Make or Break For Investors
Of the three Wall Street analysts following NLY, one favors the stock with a "Buy" rating, while two others are proposing a "Hold". This situation creates a bit of uncertainty for the average retail investor - should they jump in with both feet (Buy), or should they remain on the sidelines (Hold) for the time being, until additional guidance is received.
A discounted earnings plus equity model, developed by Efsinvestment and applied to NLY, allow suggesting that these days the company is trading at a fair price.

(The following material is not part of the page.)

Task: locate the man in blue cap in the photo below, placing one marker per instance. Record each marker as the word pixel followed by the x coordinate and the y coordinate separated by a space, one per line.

My "Hold" investment position for NLY is based on the premise that, in the current financial environment, I believe that investors are hungry for dividends. With a double-digit yield, it is easy to see how NLY offers a great opportunity for yield-hungry investors, especially when other forms of "safer" investment options (Term Deposits, T-Bills) don't offer any compelling case for investors to flock to them. The chart below allows suggesting that NLY is a solid and regular dividend payer.
Given the various overhangs on the company's future, that we discussed earlier, it might be prudent however to hold off taking any large position in NLY for now. Over the next several weeks, the results of the U.S Presidential election, the U.S Fiscal Cliff situation, and monetary and fiscal policy decisions by the Europeans should give investors more clarity on mREITs.
As indicated in the chart above, the company offers an extremely attractive total-return value proposition, when contrasted with leading financial indices. The next several weeks should provide us with additional guidance on whether this trend is likely to continue.
According to given the above facts, I would classify Annaly Capital Management as a Hold for now.
Disclosure: I have no positions in any stocks mentioned, and no plans to initiate any positions within the next 72 hours.